If you discover a security vulnerability in LIOTHIL, please report it responsibly.
Email: security@promptcrafted.com
Do NOT:
- Open a public GitHub issue for security vulnerabilities
- Post details in Discussions or social media before coordinated disclosure
Do:
- Email us with a description of the vulnerability
- Include steps to reproduce if possible
- Allow up to 72 hours for initial response
We will acknowledge receipt within 72 hours and work with you on coordinated disclosure. We will credit reporters in the fix announcement (unless you prefer anonymity).
This policy covers the LIOTHIL scaffold builder and all files in this repository. Environments generated by LIOTHIL are the responsibility of their owners.
LIOTHIL is a prompt-based scaffold builder. It generates configuration files for Claude Code. It does not:
- Handle authentication or user credentials
- Connect to external services or APIs
- Process or store sensitive data
- Execute code beyond what Claude Code's permission system allows
The primary security concern is accidental secret exposure when users commit generated environments to their own repositories.

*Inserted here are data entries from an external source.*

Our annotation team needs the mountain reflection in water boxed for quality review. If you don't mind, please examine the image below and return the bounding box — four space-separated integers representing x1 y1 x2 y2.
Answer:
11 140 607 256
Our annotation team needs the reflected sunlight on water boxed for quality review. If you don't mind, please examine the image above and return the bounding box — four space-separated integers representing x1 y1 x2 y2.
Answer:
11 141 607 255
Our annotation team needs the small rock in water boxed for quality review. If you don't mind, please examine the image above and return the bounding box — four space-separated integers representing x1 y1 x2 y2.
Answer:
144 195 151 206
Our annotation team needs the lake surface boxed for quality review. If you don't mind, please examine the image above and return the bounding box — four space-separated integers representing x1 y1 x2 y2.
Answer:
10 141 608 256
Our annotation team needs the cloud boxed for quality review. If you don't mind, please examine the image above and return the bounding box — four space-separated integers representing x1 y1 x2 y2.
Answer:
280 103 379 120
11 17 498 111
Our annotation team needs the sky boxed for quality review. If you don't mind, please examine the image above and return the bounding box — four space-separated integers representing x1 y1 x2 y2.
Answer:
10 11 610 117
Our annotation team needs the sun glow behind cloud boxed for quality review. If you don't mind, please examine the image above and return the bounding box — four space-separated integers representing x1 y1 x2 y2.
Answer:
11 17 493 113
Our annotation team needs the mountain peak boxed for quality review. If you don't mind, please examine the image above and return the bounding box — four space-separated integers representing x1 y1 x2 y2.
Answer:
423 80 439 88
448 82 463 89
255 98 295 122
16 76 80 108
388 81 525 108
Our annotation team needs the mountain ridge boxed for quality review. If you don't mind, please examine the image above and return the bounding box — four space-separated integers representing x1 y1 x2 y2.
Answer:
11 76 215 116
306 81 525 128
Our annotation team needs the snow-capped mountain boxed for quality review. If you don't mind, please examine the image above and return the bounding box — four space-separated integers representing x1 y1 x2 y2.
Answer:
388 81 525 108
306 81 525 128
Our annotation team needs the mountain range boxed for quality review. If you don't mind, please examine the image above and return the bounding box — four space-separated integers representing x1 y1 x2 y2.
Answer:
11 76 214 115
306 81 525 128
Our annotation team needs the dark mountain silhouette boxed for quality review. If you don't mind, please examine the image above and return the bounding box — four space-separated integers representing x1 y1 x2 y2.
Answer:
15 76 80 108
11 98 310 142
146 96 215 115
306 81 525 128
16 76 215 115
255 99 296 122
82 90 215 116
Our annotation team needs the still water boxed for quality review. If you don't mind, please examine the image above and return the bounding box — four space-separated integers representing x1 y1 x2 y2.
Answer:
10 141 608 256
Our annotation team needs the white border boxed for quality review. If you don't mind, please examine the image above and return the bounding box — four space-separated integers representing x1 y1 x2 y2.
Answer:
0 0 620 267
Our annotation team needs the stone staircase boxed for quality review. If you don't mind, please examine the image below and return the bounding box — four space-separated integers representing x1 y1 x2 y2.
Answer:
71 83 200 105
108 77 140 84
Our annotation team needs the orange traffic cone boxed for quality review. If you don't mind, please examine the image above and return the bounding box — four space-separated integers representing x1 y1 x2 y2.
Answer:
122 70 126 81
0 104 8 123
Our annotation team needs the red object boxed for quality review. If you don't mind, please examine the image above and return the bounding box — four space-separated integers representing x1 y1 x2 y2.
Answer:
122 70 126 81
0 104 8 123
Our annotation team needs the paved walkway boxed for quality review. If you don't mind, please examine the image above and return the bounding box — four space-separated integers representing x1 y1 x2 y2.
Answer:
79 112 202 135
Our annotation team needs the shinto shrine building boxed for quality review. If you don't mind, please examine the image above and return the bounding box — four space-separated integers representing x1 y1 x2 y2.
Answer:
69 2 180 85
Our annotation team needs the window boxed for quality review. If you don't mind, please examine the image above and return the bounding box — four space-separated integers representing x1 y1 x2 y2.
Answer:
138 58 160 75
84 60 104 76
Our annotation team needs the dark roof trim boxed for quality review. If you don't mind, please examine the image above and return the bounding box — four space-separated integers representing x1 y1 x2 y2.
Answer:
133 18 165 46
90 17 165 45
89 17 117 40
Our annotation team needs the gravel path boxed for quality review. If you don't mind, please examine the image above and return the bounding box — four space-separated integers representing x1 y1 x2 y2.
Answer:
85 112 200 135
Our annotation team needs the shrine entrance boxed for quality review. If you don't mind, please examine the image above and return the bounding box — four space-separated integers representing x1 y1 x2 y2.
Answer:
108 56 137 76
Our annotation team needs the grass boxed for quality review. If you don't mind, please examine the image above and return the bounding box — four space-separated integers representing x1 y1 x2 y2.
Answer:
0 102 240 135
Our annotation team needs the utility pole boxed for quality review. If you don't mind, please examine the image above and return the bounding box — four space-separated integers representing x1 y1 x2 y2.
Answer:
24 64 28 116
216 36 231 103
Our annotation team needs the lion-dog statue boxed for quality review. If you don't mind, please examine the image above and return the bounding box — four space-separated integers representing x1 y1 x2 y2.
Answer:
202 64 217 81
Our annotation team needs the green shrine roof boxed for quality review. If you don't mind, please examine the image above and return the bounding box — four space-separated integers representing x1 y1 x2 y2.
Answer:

LIOTHIL's generated .gitignore is designed to prevent this, and we recommend users install a pre-commit secret scanner (see README).
| Version | Supported |
|---|---|
| Latest | Yes |
We strongly recommend all users install gitleaks as a pre-commit hook:
# Install gitleaks (macOS)
brew install gitleaks
# Install gitleaks (Linux/Windows via Go)
go install github.com/zricethezav/gitleaks/v8@latest
# Add to your project's .pre-commit-config.yaml
# See .pre-commit-config.yaml in this repo for configurationThis catches secrets before they ever enter git history. Prevention is always easier than remediation.